See the Story Behind the Worldwide Conference Choir Performance

Worldwide Choir Joins Tabernacle Choir in General Conference Performance

Latter-day Saints from around the world virtually joined The Tabernacle Choir at Temple Square in a pre-recorded performance during the 190th Annual General Conference of The Church of Jesus Christ of Latter-day Saints in April 2020.

In addition to the historic significance of April’s general conference to ring in the bicentennial anniversary of Joseph Smith’s First Vision –one of the Church’s most important foundational events – risks associated with the COVID-19 pandemic meant that the Church’s official choir could not sing live, as they normally would.

These unique circumstances provided even more value to use a recently produced compilation of pre-recorded video of the iconic Tabernacle Choir at Temple Square and choirs of Latter-day Saints from congregations across the globe.

At the close of the Sunday afternoon session, the pre-produced video of Church members in six continents singing “We Thank Thee, O God, for a Prophet” along with the Church’s iconic choir was broadcast by satellite and streamed by internet to millions of people worldwide who listened to general conference on Church and public-facing channels.

Latter-day Saint choirs from Accra, Ghana; Mexico City, Mexico; Seoul, South Korea; Sao Paulo, Brazil; Frankfurt, Germany; and Auckland, New Zealand, participated in the almost five-minute rendition of the beloved Church hymn.

“Singing together creates feelings of unity and closeness, something that we all need even more as we sit in our homes in isolation,” said Natalie Martinez Pedersen, a member of the New Zealand choir.

The participating choirs sang the hymn in their native languages, which included English, German, Korean, Portuguese and Spanish.

“Prior to anyone knowing what the effects of COVID-19 would be on the world or our general conference, [the hymn] served as a tender mercy and helped lift and heal us just when we needed it,” said Martinez Pedersen, who is originally from Salt Lake City, Utah.

Each choir was recorded in their respective country. Near Frankfurt, Germany, the Latter-day Saints sang in a picturesque backdrop of the historic market square of Windecken, a district of Nidderau, and in New Zealand, the choir was recorded on the shores of Auckland.

“We looked for a dreamy location that an international audience could easily identify as Germany,” explained Judith Genster, a Church project manager who assisted with the video and audio recording last February.

“To us, a historical location matched the focus of our conference,” said Genster.

“What a once-in-a-lifetime way to participate in a historic general conference!” shared Warren Gubler, who serves as a volunteer Church service missionary with his wife, Alisa, in Auckland, New Zealand.

The Gublers, who joined the New Zealand choir, rode a bus with their fellow choir members to one of Auckland’s beaches in Wenderholm Regional Park. When they arrived, the group of several dozen Latter-day Saints were recorded as they sang along to a prerecorded Tabernacle Choir audio track that was later edited to match the song’s timing.

“It was exciting to see the finished product and amazing to be part of this memorable experience,” said Alisa. “I have seen many comments [on social media] … about how people were moved to tears.”
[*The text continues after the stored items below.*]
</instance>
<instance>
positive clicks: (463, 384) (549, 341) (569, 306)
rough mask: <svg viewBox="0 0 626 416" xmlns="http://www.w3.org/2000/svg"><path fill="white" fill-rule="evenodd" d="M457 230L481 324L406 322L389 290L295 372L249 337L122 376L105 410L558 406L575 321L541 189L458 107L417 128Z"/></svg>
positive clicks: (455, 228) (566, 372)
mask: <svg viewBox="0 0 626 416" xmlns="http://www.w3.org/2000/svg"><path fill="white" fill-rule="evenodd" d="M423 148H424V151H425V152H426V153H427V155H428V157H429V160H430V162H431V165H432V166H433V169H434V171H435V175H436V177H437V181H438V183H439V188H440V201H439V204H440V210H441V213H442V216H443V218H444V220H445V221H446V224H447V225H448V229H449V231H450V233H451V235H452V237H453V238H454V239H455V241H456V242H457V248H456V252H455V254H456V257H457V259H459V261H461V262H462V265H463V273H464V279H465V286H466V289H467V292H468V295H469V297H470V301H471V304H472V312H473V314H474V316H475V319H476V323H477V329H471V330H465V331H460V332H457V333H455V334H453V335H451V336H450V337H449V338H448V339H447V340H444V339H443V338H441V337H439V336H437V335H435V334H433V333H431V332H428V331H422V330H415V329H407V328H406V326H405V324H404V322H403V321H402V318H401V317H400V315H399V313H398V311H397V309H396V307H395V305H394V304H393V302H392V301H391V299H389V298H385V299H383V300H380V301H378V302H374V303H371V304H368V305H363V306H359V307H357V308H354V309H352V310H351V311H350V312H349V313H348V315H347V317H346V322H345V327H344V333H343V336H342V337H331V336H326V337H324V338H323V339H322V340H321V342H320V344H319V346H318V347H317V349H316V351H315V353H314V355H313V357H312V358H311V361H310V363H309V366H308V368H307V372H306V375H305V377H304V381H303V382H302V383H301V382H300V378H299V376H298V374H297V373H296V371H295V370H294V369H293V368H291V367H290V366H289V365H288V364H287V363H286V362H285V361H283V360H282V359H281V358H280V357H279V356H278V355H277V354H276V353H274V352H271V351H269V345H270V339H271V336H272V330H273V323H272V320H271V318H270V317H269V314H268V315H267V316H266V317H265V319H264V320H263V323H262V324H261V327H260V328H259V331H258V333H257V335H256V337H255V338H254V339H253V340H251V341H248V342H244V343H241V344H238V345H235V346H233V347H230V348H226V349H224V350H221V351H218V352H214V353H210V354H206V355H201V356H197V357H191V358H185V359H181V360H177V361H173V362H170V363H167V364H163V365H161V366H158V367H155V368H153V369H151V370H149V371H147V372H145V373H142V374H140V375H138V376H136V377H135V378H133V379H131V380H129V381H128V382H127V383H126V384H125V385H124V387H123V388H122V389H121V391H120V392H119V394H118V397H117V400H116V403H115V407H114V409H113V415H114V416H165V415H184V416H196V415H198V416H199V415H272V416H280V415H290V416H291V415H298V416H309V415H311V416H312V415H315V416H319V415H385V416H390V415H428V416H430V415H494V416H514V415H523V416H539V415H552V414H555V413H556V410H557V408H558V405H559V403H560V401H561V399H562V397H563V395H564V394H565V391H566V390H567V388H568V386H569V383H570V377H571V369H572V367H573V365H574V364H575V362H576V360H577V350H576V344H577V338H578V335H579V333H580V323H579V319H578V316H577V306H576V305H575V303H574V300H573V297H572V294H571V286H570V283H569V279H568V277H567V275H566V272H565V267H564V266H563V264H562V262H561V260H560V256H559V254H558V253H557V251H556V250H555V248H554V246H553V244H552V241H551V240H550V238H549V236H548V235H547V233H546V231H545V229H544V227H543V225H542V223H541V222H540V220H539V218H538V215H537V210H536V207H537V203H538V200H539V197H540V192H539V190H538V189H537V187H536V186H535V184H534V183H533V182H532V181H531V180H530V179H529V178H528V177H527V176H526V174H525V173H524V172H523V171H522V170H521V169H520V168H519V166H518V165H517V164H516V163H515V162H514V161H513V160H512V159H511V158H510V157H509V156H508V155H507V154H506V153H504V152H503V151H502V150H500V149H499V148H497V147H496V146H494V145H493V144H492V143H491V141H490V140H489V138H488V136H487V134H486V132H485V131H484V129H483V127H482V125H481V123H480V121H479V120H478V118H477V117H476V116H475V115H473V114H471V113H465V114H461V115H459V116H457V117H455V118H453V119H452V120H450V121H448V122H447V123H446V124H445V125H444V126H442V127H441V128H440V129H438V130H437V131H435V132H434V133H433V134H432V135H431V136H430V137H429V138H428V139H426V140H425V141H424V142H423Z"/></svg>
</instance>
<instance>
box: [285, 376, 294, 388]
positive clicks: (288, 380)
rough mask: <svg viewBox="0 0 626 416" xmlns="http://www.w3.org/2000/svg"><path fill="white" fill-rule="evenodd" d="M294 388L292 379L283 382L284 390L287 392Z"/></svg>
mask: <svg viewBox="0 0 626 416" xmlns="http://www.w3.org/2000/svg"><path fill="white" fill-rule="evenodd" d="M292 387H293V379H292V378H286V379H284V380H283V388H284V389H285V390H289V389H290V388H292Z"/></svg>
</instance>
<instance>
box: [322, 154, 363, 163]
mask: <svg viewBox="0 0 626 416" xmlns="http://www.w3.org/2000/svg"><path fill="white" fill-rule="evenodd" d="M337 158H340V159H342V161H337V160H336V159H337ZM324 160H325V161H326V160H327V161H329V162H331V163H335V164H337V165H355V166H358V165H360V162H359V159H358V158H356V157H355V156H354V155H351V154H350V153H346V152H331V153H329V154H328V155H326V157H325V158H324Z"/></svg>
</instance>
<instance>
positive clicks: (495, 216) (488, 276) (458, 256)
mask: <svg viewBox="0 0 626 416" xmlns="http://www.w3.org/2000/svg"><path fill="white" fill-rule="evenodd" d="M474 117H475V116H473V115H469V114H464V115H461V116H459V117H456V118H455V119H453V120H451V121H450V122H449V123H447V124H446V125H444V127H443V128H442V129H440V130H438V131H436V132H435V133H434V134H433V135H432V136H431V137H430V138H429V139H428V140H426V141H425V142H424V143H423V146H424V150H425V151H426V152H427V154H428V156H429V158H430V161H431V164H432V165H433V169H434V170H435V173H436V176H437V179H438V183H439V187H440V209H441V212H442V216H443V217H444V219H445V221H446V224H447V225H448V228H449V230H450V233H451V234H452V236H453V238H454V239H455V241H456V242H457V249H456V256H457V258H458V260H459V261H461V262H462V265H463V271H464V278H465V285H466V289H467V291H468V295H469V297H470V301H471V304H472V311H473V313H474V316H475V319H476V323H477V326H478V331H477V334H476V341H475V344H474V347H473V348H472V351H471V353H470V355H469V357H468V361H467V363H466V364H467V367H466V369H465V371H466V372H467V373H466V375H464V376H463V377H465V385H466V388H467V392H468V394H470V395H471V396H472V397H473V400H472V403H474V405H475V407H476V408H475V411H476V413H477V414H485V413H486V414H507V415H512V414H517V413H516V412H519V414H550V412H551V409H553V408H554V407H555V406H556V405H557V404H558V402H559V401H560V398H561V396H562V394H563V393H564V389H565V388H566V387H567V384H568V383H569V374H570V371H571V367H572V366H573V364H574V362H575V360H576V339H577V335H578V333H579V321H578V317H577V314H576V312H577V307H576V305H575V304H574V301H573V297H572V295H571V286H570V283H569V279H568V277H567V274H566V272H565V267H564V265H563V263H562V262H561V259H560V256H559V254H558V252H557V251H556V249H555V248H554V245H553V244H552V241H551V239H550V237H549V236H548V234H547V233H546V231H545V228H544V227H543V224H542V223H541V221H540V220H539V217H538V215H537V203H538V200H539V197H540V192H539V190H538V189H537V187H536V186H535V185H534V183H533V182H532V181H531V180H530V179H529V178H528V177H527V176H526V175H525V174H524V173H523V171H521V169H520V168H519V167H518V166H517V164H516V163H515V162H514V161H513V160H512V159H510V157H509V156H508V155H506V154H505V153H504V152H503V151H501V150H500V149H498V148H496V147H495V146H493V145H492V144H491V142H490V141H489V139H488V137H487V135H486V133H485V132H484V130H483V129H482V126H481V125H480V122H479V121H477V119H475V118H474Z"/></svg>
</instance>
“This multicultural, multilocation choir rendition of ‘We Thank Thee, O God, for a Prophet’ was a particularly tender highlight moment of this past weekend’s conference for me,” said Tracy Browning, a member of the Relief Society’s general board, on social media. “I felt deeply impressed with the beauty and diversity of God’s children. Diversity is wonderfully harmonized when we are focused in the same direction.”

“It felt very humbling to add your small voice to something that then became something powerful,” Martinez Pedersen shared. “It was magnified by the unity of the choirs, the global membership and the spirit that was present in voices, minds and in hearts of everyone watching.”